Since its first-quarter report in May, the company has held three conference calls in the span of about one month. First, it was about a second patient death from acute liver failure following Elevidys treatment. Then, it was the strategic restructuring, followed by another call just two days later about a death that had been recorded before the previous call in a limb-girdle muscular dystrophy (LGMD) patient who had received an investigational Sarepta gene therapy.

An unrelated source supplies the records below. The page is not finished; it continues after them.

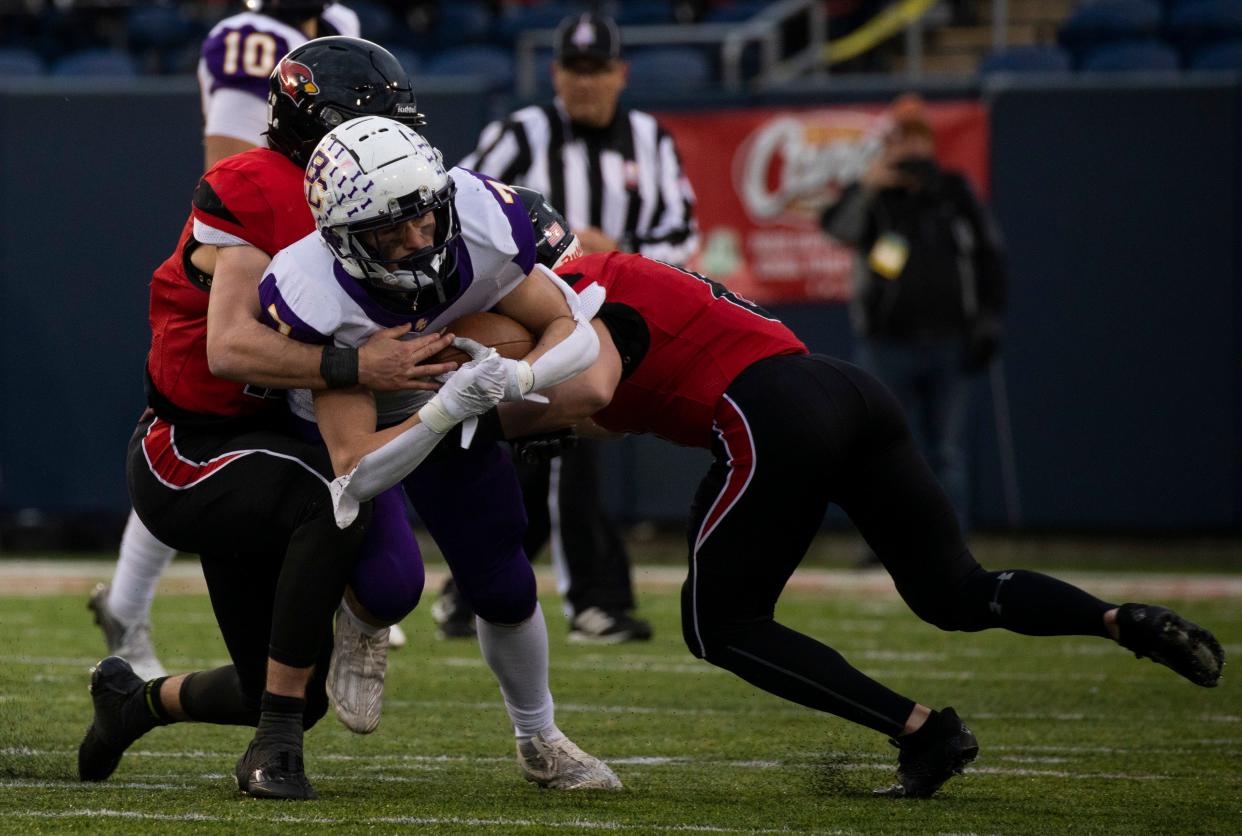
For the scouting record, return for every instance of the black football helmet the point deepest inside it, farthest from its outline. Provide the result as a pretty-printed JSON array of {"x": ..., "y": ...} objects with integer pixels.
[
  {"x": 554, "y": 242},
  {"x": 328, "y": 81}
]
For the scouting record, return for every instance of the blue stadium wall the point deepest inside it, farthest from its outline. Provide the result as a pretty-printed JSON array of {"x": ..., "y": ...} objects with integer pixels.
[{"x": 1123, "y": 362}]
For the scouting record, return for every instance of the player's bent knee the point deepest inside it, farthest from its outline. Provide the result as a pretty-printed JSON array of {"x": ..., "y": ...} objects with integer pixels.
[
  {"x": 507, "y": 595},
  {"x": 316, "y": 709}
]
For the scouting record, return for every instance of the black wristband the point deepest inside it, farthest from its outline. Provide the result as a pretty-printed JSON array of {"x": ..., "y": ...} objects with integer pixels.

After news of the LGMD death surfaced July 17, the FDA initially forced Sarepta to halt all shipments of Elevidys but soon backed down to instead support the gene therapy for patients who can walk. In the middle of the chaos, another Elevidys patient death in an 8-year-old came to light but was quickly ruled to be unrelated to the Sarepta treatment.

Once the FDA removed its request for an Elevidys administration pause among ambulatory patients on July 28, Jefferies analyst Andrew Tsai suggested that the drug’s third-quarter sales “may be impacted only modestly” because the U.S. halt only lasted for a week starting at close of business on July 22. Instead, Tsai suggested the FDA’s move might re-accelerate Elevidys sales this year.

Sarepta is still working with the FDA to “define the path and develop the risk mitigation necessary to bring Elevidys back to the non-ambulatory community as well,” the company’s CEO Doug Ingram said in a Aug. 6 release. 

Following the second death in a non-ambulatory patient, Sarepta said it would seek FDA approval of an enhanced risk mitigation measure involving the immunosuppressant sirolimus to manage liver toxicity.